A business education experience is most effective when it is tailored to a student’s needs.
Some prospective students may be early in their lives and careers, ready to take on a full-time educational challenge. Others may already have risen up through the ranks of their corporation or industry and would be foolish to push pause on their careers to return to school. And, of course, there are those who believe that a career in business does not require an advanced degree and can be accomplished on networking and instinct alone.
But for those who understand that an advanced business degree can be the key to leapfrogging ahead at any point in their career, there is a key decision to be made: EMBA or MBA?
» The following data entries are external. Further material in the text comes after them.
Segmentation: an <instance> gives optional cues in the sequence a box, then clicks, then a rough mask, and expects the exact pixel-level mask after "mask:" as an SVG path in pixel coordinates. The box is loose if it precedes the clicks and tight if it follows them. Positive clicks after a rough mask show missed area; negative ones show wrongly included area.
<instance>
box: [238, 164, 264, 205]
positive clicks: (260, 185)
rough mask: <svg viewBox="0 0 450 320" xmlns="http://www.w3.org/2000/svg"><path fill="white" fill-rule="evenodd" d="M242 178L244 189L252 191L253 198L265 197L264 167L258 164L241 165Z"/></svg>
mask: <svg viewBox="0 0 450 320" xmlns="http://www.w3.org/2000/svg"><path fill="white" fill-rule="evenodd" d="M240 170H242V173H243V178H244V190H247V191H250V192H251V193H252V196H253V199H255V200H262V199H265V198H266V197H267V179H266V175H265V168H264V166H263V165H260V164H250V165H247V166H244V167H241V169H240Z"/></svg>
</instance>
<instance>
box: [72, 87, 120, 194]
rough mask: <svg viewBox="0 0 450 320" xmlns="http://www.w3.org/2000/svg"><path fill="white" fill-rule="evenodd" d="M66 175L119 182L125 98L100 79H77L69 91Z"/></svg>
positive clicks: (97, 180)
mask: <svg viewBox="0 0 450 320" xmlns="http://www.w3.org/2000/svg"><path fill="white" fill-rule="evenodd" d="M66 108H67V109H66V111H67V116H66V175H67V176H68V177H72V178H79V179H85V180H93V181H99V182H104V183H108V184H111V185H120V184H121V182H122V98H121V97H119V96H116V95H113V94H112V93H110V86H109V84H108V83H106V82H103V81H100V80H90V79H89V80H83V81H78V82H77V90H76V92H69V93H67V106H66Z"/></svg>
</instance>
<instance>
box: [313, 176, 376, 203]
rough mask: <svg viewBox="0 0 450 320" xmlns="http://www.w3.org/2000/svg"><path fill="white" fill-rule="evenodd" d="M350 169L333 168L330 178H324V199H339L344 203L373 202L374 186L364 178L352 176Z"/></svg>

5 Similarities and Differences in EMBA vs. MBA Programs
Full-Time vs. Part-Time
Many people wrongly assume that a key difference between an MBA and an EMBA is that the former is full-time and the latter is completed on weekends while holding demanding, senior level positions. That is no longer the case. Many schools offer a mix of both part-time and full time MBA programs, while EMBA programs are typically part-time, completed on weekends, during evenings, or over a series of intensive week long immersions.
For both MBA and EMBA programs, some schools also offer some of the coursework over the internet. At the University of Florida Warrington College of Business, EMBA students meet from Friday to Sunday once a month at the Gainesville campus and 95-percent of the coursework is offered in the classroom and not online. If an EMBA program is not delivering its coursework entirely online, it can be helpful to select a program within a reasonable commuting distance. Residency far from campus is less of an issue for full time MBA programs, though it is an important consideration, as well, for part-time MBA programs.
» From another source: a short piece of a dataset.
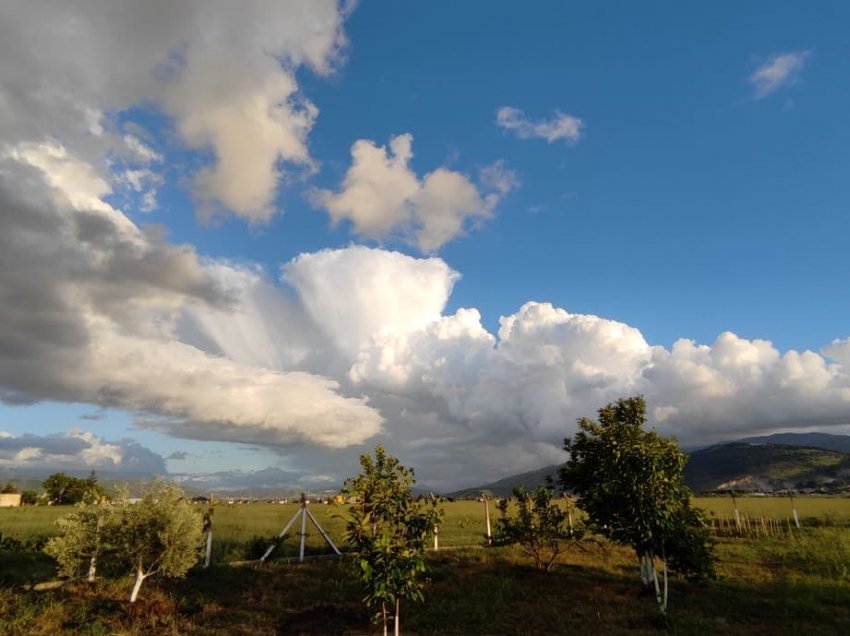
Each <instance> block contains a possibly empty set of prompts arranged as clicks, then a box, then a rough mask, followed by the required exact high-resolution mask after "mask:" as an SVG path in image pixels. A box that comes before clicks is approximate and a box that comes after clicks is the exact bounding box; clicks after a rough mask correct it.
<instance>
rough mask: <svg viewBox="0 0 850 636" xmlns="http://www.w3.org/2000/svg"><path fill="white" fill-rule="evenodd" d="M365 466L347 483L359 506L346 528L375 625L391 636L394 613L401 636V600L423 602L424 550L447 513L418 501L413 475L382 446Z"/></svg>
mask: <svg viewBox="0 0 850 636" xmlns="http://www.w3.org/2000/svg"><path fill="white" fill-rule="evenodd" d="M360 466H361V467H362V469H363V470H362V472H361V473H360V475H358V476H357V477H353V478H350V479H348V480H346V482H345V487H344V489H343V493H344V494H345V495H347V496H348V497H351V498H353V500H354V501H355V502H356V503H355V504H354V505H353V506H352V509H351V516H350V519H349V520H348V522H347V524H346V538H347V540H348V542H349V543H350V544H351V546H352V547H353V549H354V553H355V554H356V556H357V558H356V561H355V566H356V572H357V576H358V578H359V579H360V582H361V583H362V585H363V588H364V590H365V592H366V596H365V597H364V602H365V603H366V605H367V606H368V607H369V608H370V609H371V610H372V611H373V615H372V616H373V620H374V621H375V622H377V623H383V628H384V635H385V636H386V634H387V624H388V620H389V612H390V611H393V613H394V619H393V627H394V633H395V634H396V636H398V634H399V633H400V627H399V609H400V605H401V600H402V599H404V600H409V601H422V600H423V599H424V595H423V590H424V587H425V581H424V574H425V571H426V565H425V547H426V544H427V541H428V538H429V536H430V535H431V533H432V532H433V530H434V528H435V527H436V526H437V525H438V524H439V522H440V521H441V519H442V510H438V509H437V504H436V500H435V499H434V498H430V499H427V500H421V499H420V500H419V501H417V500H416V499H414V497H413V493H412V491H411V486H412V485H413V484H414V483H415V479H414V474H413V470H412V469H408V468H405V467H404V466H402V465H401V464H400V463H399V461H398V459H396V458H395V457H393V456H391V455H388V454H387V452H386V451H385V450H384V448H383V446H378V447H377V448H375V456H374V458H373V457H372V456H371V455H369V454H364V455H361V456H360Z"/></svg>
It is tricky to make generalizations about MBA and EMBA program participants. Not every MBA student will be fresh out of college and not every EMBA student will be decades into his or her career. However, for the most part, an EMBA student is likely to be surrounded by a more seasoned cohort.
At Temple University’s Fox School of Business in Philadelphia, the average MBA student is 27 years old and has four years of work experience. The average EMBA student, however, is 39 years old with 15 years of work experience. This experienced cohort offers an EMBA student a valuable set of colleagues to work with during his time at Temple. But perhaps more importantly, the EMBA graduate is instantly plugged into a more senior network in a wide variety of fields. However, there are plenty of benefits to being a part of an MBA cohort. Participants of these programs often feel a strong bond thanks to their early, full-time higher education experience and go on to become excellent industry connections over the long haul.
Access to Professors
At most universities, business school professors divide their time between the MBA and the EMBA programs. This means that a prospective EMBA student will still have access to a popular professor, even if most of his or her classes are with the MBA program participants—and vice versa.
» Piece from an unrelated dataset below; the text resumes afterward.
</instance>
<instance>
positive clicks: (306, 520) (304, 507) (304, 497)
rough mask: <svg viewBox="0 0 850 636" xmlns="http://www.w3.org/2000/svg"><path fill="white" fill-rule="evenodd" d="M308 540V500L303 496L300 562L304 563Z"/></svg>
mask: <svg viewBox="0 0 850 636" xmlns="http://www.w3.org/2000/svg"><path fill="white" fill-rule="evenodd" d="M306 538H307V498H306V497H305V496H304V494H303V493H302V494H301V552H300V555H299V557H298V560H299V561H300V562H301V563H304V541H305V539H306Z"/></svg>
At the University of Colorado Graduate Schools of Business, EMBA and MBA students alike have access to faculty members like Sharon Matusik, the school’s interim Dean and Professor of Strategy and Entrepreneurship. Matusik is an internationally respected expert on management strategy and innovation. Every year, she takes EMBA students on an international trip to study an emerging economy. Most recently, she took CU business students to Cuba to learn more about the role entrepreneurialism and innovation can play in the island nation’s economy.
The application process for an EMBA program most often differs from that of an MBA in that prospective students are often expected to include a letter of support from their employer. While the days of financial sponsorship for EMBA students are waning, schools still expect that applicants have their employer’s blessing for their academic goals. In many cases, this goodwill from a student’s employer will be necessary as many programs offer international residencies or require attendance for at least one weekday class per month. Furthermore, EMBA students generally need an employer who understands that they are balancing higher education with their current, already demanding job.
Another key difference in the application process for an EMBA and an MBA is the weight that admissions teams place on various metrics. For an MBA student without a decade or more in the workforce, admissions officers will look closely at college transcripts and GMAT scores. For EMBA applicants, admissions officers will put less weight on a college transcript that may be a decade old and instead will pay close attention to work experience and recommendations. As for GMAT scores, it depends on the school. And some schools will accept the GRE in place of the GMAT. At the MBA level, it’s rare to find a program that will not require a GMAT exam. But at the EMBA level, some programs will.